Bundesarbeitsgericht: Schiedsrichter-Assistenten sind keine Arbeitnehmer
Das Bundesarbeitsgericht hat entschieden, dass ein Schiedsrichter-Assistent in der 3. Fußball-Liga nicht als Arbeitnehmer der DFB Schiri GmbH gilt. Damit sind die Arbeitsgerichte nicht zuständig für Klagen auf Entschädigung wegen Diskriminierung nach dem Allgemeinen Gleichbehandlungsgesetz (AGG). Der Beschluss vom 3. Dezember 2025 (9 AZB 18/25) hebt die gegenteilige Entscheidung des Landesarbeitsgerichts Köln auf und stellt klar, dass für solche Ansprüche der Rechtsweg zu den ordentlichen Gerichten offensteht.
Sachverhalt und Verfahren
Der Kläger war seit 2021 als Schiedsrichter in der Regionalliga tätig. Für die Saison 2024/2025 wurde er nicht in die Schiedsrichterliste für die 3. Liga aufgenommen – eine Profiliga unter Kontrolle des Deutschen Fußballbunds. Der Kläger warf der DFB Schiri GmbH vor, ihn diskriminiert zu haben, und verklagte sie auf Entschädigung und Schadensersatz gemäß § 15 AGG. Das Arbeitsgericht verneinte seine Zuständigkeit. Das Landesarbeitsgericht Köln widersprach und erklärte den Rechtsweg zu den Arbeitsgerichten für zulässig. Die DFB Schiri GmbH legte Rechtsbeschwerde zum Bundesarbeitsgericht ein – mit Erfolg.
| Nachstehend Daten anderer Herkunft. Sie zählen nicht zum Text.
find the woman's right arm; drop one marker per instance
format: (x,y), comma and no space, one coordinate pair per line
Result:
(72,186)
Kernaussage: Kein Arbeitsverhältnis begründet
Das Bundesarbeitsgericht stellte fest, dass zwischen den Parteien kein Arbeitsverhältnis im Sinne des § 611a BGB entstanden wäre. Dafür sind mehrere Faktoren entscheidend: Der Rahmenvertrag verpflichtet den Schiedsrichter-Assistenten nicht zur Übernahme von Spielleitungen. Die DFB Schiri GmbH kann ihn nicht einseitig zu einem bestimmten Einsatz anweisen. Lehnt er einen Auftrag ab, drohen ihm keine Sanktionen. Nimmt er einen Einsatz an, erfüllt er seine Aufgaben nicht weisungsgebunden und in persönlicher Abhängigkeit.
Auch als „arbeitnehmerähnliche Person“ nach § 5 Abs. 1 Satz 2 ArbGG könne der Kläger nicht gelten, da ihm die erforderliche wirtschaftliche Abhängigkeit fehle. Die Schiedsrichter-Assistenten der 3. Liga erhalten keine Grundvergütung, sondern Honorare pro Einsatz.
Gesetzlicher Hintergrund
Die Entscheidung betrifft das Allgemeine Gleichbehandlungsgesetz (AGG), das Schutz vor Diskriminierung in Beschäftigungsverhältnissen bietet. Das Arbeitsgerichtsgesetz (ArbGG) bestimmt, welche Streitigkeiten die Arbeitsgerichte entscheiden dürfen. Die Kernfrage – wann eine Person als Arbeitnehmer gilt – regelt § 611a BGB (Arbeitsvertrag).
Praktische Bedeutung
Das Urteil verdeutlicht, dass Flexibilität und fehlende Weisungsbindung gegen die Anerkennung als Arbeitnehmer sprechen. Für Schiedsrichter und ähnliche freiberuflich tätige Personen bedeutet dies: Sie genießen nicht automatisch den arbeitsrechtlichen Schutz des AGG. Ihre Klagen müssen bei ordentlichen Gerichten eingereicht werden.
Ein gesetzgeberischer Handlungsbedarf besteht derzeit nicht. Das geltende Recht differenziert bewusst zwischen abhängigen Beschäftigungsverhältnissen und flexiblen, selbstbestimmten Tätigkeitsformen.